Surge Copper (TSXV: SURG; OTCQB: SRGFX) revealed its progress towards delivering a pre-feasibility study (PFS) on its Berg project in west-central British Columbia. The company provided its first detailed announcement describing the study’s scope, engaged technical consultants, and the substantial new datasets underpinning the work.
The company completed trade-off studies that began in August 2025, finalizing key design decisions on throughput and power connection. The PFS advanced into full design and cost estimation work, with completion anticipated in mid-first half of 2026.
In 2023, Surge Copper announced a maiden preliminary economic assessment (PEA), outlining a large-scale, long-life project with a straightforward design and significant outputs of copper, molybdenum, and precious metals. The PFS aimed to build on this foundation by refining engineering, optimizing design, and updating the project’s economic and technical parameters.
The PFS integrated recent drilling, metallurgical, geotechnical, and environmental datasets into an updated mineral resource estimate, improved mine plan, PFS-level process flowsheet, and revised capital and operating cost estimates. Detailed engineering work on waste, water, tailings management, and site infrastructure progressed alongside economic analysis. The PFS represented an essential milestone for the company’s future advancement activities, including setting the foundation for an initial mineral reserve declaration and supporting environmental assessment (EA) readiness.
CEO Leif Nilsson commented on the company’s progress and the significance of the PFS for the Berg Project. He highlighted the potential for the project to play a meaningful role in meeting growing long-term supply needs of global copper and molybdenum markets.
Surge Copper appointed Ausenco Engineering Canada ULC as lead consultant for the PFS, with Moose Mountain Technical Services (MMTS) leading mineral resource estimation and related engineering fields. Both firms brought extensive experience in delivering PFS and FS-level studies in British Columbia and globally.

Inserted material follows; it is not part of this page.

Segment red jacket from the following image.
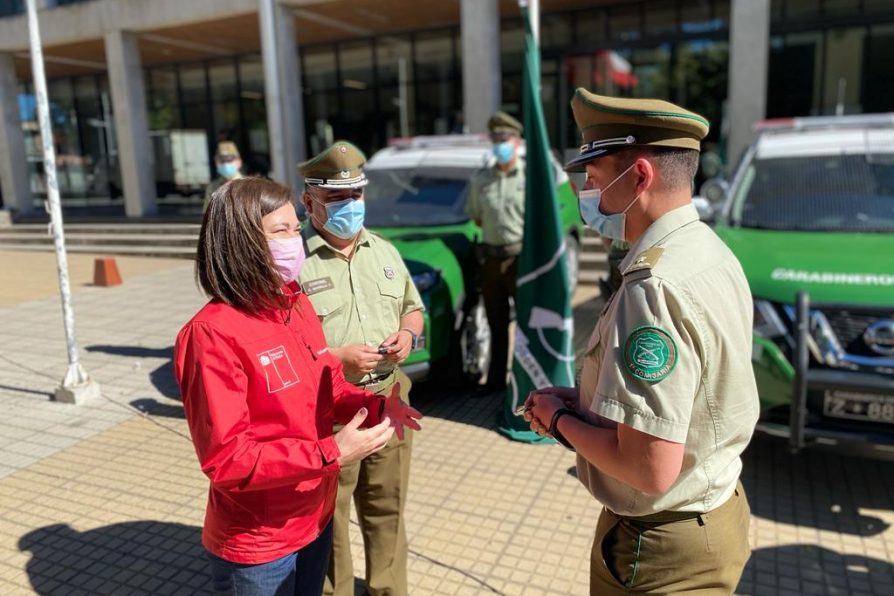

The company significantly expanded the Berg drilling database since the 2023 PEA, growing from 54,384 metres in 210 holes to 64,574 metres in 237 holes. Additional drilling programs tested pit wall conditions, characterized waste rock units, and refined understanding of structural controls across the deposit.
Surge completed a comprehensive metallurgical testwork program, demonstrating improvements in copper and molybdenum recovery expectations. Geotechnical drilling and investigations improved pit slope design, foundation characterization, and site layout planning.
The company advanced environmental baseline studies across key disciplines to support future permitting and project design. Surge continued to engage with Indigenous nations through regular dialogue, field participation, and collaborative planning activities.
Since the 2023 PEA release, the policy and fiscal environment for critical mineral development in British Columbia evolved supportively, including increased emphasis on critical minerals and proposed tax changes improving the competitiveness of large-scale copper development projects.